All workdocs really are is a specific type of markdown file. An agent is given a task, and is told to create a workdoc. The agent orients itself, looks at the problem, and generates a file to confirm all of its assumptions and get answers for open ended questions. A “fork” per point. Each fork has:

A description of what is being decided (with a number for offhand reference)
Some options to consider
The agent’s recommendation, paired with some reasoning
An input slot for my answer, usually a paragraph or a simple “I Agree.”
A resolution (once everything is actually resolved)

This might feel like an extension of the “User Questions” interface that most users are familiar with. Except not limited by space, and non-linear. This is intentional.

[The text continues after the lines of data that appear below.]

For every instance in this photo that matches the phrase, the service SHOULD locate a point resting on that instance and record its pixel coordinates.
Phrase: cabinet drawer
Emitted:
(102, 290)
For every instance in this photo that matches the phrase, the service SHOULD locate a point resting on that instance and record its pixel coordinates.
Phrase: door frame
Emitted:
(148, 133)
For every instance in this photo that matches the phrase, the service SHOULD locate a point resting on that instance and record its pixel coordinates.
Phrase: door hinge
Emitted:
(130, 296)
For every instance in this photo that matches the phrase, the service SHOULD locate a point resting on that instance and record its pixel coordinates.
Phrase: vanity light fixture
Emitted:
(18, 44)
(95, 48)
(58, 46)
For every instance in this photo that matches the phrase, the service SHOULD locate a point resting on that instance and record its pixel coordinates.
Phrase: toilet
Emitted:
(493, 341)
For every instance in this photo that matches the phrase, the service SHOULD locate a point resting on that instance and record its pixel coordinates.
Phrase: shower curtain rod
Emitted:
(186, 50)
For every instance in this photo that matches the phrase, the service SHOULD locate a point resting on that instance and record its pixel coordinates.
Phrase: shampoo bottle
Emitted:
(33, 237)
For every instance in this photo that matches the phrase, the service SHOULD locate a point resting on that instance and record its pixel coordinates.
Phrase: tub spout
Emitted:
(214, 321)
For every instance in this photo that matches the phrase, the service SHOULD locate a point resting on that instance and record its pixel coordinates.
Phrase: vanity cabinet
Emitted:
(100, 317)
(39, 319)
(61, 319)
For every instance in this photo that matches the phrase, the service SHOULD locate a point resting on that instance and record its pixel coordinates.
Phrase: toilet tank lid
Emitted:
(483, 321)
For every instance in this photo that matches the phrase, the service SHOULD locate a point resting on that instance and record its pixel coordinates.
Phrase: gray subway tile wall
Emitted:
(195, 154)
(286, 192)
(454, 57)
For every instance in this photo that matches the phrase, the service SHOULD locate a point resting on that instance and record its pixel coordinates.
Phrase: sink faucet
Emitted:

At the top of each header, there’s a small emoji to keep things glanceable. We’ve got:

✅ Settled
⚠️ Agent is actively working on it
❗ Pending a decision from me

I open the file in Obsidian and edit it however I want. Answer one section, answer five, leave them all open, leave notes between them. Mention how one answer may be contingent on an in-flight answer in another section. When I’m ready, I ping the agent in chat to notify them. The agent re-reads the whole file, writes up the ones I answered, marks them ✅, adds any new questions that fell out of what I said, and writes the file back. Keep going until nothing’s open.

Some complications/solutions that fell out of this

Some calls along the way that turned out to matter more than I expected.

The answer slot is a real heading, not a bold label or HTML comment. The first draft used **Input:** followed by a placeholder comment. It looked clean in the raw markdown and was frustrating to use in Obsidian. Hard to spot, easy to leave the placeholder behind.

Switching to a real heading (#### Input) made every answer slot show up in the file outline. Now I can click “Input” in the outline and jump straight to where I’m meant to write.

No explicit mechanism for tracking dependencies on other forks. At one point, my agent suggested adding a field to track which questions blocked which. Too much bookkeeping. The agent reads the whole doc each pass and figures it out. When something I answer turns out to contradict something I’d already settled, the agent writes a new question about the contradiction instead of quietly ignoring it. The process is recorded on purpose.

Chat is still allowed to settle things. Some questions resolve faster by talking them through. The agent writes the answer into the doc on the same turn, so the file is always current. What’s not allowed is using chat to remind me which questions are still open. That’s what the emoji markers are for. Listing them in chat turns chat into a todo list, which is exactly what I wanted to stop doing.

Settled questions stay where they are. I considered crossing them out, moving them into a “done” section, deleting them. Leaving them in place with a ✅ on the heading reads cleanest. I can skim past the green ones and the file carries the whole history. This has value for future me, and my agents down the line.

Where it stands

Workdoc was set up as a skill, and since then, my pain is back down to a manageable level. It’s not perfect, and I’m sure I’ll revisit it at some point. Right now, I’m happy with it. The workdoc that designed the workdoc had thirteen forks in it. We settled them across three passes. As a test, I had a fresh agent session (one that had never seen any of this) read the file and pick up where I left off. It worked flawlessly.

The change I’m noticing most is the pacing. Plan mode and chat both cost a turn for every back-and-forth, and every turn loses a little of what was in my head. With the file holding the plan, I can think for a few minutes, answer five questions at once, and ping. With the context anchored in place instead of flowing past me like a river, I find it easier to multitask as well.